Once upon a time there was a poet named Sappho. With Sophocles, Euripides, Aristophanes, and even some playwrights and poets who names didn’t end in –es writing during the Golden Age of Ancient Greece, it’s not as if they were exactly lacking great literature. Oh—and she was a lesbian.
Of course, we’re not lacking for lesbian and bisexual women of words today, either, from heralded masters such as Virginia Woolf to underappreciated LGBT icons like Djuna Barnes to modern day writers such as Jeannette Winterson. But when was the last time you read a story with lesbian or bisexual women as the heroines? It might well have been in Winterson’s Oranges Are Not the Only Fruit. Still, that was 30 years ago, and isn’t nearly as widely known or read in the US as it is in the UK.
Think of it another way—from the amazing Hermione Granger and spunky Katniss Everdeen to the simpering Bella Swann and simply awful Anastasia Steele, what do popular literature’s leading ladies ALL have in common?
They’re still (mostly) white, and still (mostly) straight.
And that’s a problem.
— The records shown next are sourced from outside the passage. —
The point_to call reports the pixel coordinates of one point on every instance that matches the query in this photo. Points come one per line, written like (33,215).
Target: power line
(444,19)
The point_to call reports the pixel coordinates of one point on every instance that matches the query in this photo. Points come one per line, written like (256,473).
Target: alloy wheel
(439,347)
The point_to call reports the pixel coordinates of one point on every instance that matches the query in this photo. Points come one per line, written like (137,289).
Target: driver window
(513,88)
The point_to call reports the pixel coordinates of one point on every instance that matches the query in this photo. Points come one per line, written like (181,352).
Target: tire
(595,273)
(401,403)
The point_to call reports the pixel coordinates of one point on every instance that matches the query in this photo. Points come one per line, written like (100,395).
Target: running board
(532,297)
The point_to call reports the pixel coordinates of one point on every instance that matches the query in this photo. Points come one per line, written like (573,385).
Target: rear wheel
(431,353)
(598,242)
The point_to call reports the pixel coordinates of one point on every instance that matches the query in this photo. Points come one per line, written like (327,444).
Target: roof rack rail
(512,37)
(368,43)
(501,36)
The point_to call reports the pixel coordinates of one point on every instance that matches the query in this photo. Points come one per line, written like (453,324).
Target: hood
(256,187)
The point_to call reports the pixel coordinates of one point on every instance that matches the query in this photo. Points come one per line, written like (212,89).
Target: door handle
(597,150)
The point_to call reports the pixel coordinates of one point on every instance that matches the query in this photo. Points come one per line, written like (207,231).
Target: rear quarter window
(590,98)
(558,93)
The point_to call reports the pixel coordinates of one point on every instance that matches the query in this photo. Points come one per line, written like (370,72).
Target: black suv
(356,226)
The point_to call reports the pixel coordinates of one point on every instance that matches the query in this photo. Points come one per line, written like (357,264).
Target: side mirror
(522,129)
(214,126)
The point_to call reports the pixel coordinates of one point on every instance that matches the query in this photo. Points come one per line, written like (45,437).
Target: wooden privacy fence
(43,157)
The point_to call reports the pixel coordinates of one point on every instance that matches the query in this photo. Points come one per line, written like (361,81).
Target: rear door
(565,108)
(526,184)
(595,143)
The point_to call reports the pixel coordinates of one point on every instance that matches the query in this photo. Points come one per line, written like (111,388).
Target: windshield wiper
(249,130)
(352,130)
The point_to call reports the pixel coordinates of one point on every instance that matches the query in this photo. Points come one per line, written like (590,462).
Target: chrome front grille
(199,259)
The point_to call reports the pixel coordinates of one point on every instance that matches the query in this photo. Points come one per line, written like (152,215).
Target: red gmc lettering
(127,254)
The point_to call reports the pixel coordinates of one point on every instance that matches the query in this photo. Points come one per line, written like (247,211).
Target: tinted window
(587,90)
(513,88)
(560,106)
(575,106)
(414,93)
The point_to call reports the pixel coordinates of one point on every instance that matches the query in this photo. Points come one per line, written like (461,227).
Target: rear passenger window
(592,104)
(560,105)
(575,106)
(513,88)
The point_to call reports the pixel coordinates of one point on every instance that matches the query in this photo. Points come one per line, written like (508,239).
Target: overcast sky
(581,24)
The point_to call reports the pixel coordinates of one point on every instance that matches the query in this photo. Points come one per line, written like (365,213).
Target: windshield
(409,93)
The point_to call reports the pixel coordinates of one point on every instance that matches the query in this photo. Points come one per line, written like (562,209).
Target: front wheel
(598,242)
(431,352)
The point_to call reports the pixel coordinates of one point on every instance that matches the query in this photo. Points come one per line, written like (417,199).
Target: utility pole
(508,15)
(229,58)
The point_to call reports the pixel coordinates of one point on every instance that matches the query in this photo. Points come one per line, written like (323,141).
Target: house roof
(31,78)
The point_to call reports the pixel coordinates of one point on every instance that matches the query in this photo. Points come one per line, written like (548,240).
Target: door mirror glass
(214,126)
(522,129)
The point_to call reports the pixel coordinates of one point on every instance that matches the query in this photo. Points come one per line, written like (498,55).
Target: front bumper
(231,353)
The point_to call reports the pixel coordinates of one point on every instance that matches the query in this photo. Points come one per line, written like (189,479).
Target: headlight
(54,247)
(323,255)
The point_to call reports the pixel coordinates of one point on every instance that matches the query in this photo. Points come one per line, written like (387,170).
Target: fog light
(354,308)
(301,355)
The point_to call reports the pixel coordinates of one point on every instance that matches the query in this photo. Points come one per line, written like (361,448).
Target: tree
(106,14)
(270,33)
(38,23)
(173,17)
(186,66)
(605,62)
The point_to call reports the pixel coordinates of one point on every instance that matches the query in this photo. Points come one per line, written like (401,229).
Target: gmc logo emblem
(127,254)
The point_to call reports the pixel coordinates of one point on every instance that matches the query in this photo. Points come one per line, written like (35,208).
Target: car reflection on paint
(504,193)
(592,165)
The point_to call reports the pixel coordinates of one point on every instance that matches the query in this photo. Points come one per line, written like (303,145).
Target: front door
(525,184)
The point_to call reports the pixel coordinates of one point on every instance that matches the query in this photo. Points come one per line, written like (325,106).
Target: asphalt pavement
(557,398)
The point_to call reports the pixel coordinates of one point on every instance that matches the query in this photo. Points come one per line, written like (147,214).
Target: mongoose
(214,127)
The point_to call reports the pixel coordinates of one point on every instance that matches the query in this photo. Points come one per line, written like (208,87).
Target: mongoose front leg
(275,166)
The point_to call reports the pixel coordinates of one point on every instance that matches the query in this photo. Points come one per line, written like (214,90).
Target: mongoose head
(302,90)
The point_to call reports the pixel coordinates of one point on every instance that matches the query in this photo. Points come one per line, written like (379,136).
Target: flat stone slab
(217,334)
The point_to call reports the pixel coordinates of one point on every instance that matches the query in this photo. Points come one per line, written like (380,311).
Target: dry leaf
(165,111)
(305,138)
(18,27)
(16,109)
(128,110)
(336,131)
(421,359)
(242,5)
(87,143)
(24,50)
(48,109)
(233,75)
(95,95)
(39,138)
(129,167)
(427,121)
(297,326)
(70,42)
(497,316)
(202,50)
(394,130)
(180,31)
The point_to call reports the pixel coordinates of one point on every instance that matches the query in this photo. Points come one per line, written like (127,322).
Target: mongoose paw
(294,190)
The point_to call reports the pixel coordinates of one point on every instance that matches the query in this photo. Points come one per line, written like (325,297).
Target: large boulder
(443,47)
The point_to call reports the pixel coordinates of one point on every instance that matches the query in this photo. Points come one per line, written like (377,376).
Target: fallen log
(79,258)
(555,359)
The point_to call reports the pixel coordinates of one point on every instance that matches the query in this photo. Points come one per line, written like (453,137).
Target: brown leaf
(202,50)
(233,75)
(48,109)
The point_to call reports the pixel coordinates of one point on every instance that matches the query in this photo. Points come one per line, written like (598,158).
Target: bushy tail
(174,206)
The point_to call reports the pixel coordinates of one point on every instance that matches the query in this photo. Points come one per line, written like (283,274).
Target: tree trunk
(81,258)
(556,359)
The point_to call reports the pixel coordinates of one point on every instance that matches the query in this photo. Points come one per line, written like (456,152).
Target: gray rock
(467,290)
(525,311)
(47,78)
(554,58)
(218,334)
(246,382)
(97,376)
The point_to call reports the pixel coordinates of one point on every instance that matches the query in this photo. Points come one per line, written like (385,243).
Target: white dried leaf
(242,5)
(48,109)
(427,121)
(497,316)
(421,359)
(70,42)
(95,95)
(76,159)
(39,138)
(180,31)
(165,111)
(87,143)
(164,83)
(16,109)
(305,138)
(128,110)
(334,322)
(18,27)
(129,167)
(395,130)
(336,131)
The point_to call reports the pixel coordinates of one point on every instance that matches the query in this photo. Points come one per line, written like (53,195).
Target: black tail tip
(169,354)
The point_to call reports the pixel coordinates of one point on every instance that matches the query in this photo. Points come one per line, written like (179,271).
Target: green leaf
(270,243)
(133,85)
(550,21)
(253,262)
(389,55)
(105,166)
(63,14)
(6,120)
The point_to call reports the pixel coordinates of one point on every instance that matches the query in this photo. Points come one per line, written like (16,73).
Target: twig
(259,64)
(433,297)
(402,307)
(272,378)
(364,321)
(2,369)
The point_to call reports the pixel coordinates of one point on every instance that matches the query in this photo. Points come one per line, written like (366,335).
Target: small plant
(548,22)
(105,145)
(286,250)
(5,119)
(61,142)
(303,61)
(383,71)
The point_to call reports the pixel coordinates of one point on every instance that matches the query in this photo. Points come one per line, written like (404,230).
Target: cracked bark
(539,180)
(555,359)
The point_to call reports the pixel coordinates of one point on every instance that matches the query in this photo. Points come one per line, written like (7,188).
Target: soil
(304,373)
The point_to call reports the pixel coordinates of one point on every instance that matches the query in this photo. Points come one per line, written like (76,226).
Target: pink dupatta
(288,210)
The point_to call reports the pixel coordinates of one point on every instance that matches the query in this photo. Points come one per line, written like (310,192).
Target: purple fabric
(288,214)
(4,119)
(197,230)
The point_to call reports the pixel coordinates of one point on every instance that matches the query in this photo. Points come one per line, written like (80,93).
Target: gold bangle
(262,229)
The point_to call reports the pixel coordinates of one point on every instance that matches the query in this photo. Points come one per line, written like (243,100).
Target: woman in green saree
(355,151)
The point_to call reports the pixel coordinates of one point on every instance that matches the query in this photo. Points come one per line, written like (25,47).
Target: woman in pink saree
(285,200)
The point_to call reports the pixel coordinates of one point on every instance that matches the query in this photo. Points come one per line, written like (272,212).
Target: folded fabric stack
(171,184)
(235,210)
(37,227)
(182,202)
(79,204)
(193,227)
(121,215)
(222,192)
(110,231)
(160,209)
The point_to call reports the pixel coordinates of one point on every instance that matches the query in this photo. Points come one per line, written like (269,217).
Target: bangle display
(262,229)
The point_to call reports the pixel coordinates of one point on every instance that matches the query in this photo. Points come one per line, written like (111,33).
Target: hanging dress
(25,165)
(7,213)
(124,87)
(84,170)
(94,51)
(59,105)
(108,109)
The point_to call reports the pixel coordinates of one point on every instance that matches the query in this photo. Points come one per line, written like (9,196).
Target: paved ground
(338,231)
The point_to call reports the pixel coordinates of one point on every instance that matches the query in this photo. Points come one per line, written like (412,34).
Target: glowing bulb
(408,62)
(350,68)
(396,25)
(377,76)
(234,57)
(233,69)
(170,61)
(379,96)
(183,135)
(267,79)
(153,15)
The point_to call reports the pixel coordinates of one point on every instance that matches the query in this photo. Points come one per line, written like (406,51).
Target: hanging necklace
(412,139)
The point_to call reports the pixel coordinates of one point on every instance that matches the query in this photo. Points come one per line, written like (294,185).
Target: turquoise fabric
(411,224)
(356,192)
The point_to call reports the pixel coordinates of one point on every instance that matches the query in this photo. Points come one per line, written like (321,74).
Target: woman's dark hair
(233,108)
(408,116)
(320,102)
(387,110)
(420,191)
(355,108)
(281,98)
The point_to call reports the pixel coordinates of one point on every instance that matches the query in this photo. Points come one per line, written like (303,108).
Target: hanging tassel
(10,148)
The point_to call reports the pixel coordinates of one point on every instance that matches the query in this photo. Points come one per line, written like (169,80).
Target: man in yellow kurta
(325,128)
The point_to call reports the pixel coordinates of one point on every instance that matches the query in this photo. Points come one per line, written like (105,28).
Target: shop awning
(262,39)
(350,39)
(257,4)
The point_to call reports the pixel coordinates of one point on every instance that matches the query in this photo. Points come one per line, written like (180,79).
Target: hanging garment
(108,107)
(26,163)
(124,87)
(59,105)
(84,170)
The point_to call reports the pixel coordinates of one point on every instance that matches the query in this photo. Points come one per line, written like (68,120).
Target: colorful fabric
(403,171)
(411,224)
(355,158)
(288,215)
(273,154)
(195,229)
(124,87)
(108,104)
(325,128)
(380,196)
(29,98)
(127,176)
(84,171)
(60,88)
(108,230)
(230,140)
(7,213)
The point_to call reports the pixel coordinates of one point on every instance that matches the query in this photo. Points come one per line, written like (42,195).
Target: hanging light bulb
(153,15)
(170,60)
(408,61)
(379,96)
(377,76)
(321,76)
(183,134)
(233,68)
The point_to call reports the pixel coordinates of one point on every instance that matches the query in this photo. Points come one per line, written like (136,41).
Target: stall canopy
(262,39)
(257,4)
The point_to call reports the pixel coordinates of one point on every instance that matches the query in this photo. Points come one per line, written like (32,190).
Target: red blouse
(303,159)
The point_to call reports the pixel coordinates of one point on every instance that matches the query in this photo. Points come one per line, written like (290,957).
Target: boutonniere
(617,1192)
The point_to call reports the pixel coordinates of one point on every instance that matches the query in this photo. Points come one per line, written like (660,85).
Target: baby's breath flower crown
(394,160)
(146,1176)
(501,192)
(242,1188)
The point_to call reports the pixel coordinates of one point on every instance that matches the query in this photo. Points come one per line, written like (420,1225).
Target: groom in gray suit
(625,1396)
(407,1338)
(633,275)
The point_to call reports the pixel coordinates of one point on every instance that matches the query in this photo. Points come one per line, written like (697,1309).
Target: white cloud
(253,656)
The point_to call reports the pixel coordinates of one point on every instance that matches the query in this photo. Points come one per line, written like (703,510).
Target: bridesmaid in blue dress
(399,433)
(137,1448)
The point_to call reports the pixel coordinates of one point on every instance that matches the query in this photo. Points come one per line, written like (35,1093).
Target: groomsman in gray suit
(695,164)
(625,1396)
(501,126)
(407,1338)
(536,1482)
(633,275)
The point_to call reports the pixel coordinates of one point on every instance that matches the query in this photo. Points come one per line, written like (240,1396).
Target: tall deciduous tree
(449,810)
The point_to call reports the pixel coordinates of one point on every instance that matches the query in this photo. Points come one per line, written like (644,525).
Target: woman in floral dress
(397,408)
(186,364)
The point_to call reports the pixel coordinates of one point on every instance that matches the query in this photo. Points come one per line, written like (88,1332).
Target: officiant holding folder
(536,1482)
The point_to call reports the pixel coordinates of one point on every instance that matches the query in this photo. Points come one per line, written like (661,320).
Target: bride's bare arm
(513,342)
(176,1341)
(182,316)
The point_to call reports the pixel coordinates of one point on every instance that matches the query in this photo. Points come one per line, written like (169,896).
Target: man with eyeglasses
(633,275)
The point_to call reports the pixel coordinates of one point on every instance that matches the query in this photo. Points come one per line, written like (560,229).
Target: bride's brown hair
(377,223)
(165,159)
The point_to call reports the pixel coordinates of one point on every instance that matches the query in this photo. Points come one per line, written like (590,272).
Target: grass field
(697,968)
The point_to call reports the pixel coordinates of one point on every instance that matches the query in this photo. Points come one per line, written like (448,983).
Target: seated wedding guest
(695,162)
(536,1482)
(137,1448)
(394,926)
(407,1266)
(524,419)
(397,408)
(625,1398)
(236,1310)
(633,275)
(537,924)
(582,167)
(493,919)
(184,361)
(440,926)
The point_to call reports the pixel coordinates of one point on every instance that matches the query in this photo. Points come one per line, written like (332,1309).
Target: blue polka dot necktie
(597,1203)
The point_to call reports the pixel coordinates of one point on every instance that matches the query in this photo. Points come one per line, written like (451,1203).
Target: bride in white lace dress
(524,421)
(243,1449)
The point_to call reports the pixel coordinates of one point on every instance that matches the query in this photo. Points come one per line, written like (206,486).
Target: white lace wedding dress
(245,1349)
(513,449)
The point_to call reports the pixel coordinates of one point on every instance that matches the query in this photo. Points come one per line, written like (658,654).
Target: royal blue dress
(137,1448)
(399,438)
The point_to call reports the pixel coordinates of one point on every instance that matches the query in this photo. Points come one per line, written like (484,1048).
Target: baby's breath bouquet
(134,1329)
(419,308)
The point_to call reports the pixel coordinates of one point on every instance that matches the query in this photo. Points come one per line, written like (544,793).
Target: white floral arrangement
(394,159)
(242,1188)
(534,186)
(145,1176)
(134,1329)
The furor surrounding Twilight and Fifty Shades of Grey wasn’t simply because those were horrendous books written in a semi-illiterate fashion and seemingly advocating or otherwise making allowances for misogyny as well as sexual abuse and assault (though, yes, those are valid criticisms.) Rather, it was because, for better or worse (and with Stephenie Meyer and E.L. James, it’s certainly the latter) these novels and their popularity establish and seek to capitalize on perceived cultural norms—and when the image of what’s considered “normal” or “identifiable” for women are straight white women of varying degrees of competence, we ALL suffer.
Especially for women of color as well as lesbian and bisexual girls, who are not only left out of the loop, but made to see others besides themselves held up as the heroes and grow up wondering what, precisely, that makes THEM.
Then there’s the matter of essentializing lesbian or bisexual women. No one would ever reduce Hermione Granger to “the white girl” or “the straight girl” in the Harry Potter franchise, and with good reason—she’s far more developed and powerful a character than that, meaning that the bond one might form with her is far more personal in kind, especially in this era of rabid fan-to-character self-identification. Nevertheless, that’s also due to the fact that her character is not only defined by more than simply her skin color or orientation, but that she is in an assumed majority. By contrast, when bisexuals and lesbians do crack literary classics, such as Djuna Barnes’ Nightwood, their sexuality and orientation is often a key, defining focus.
From Sappho to Shakespeare to Djuna Barnes to J.K Rowling and beyond, one of literature’s greatest strengths has always been the ability to empathize with and see the world through another’s eyes. As controversial as The Merchant of Venice was and continues to be, Shylock’s “Hath not a Jew eyes?” speech blends raw rage with a potential plea for tolerance and distills all that and more into an actual (if not idealized) CHARACTER.
“Lesbian” comes from the place of Sappho’s birth, Lesbos—and two thousand years later, lesbian and bisexual women in literature, “the Children of Sappho,” deserve at least that level of dignity.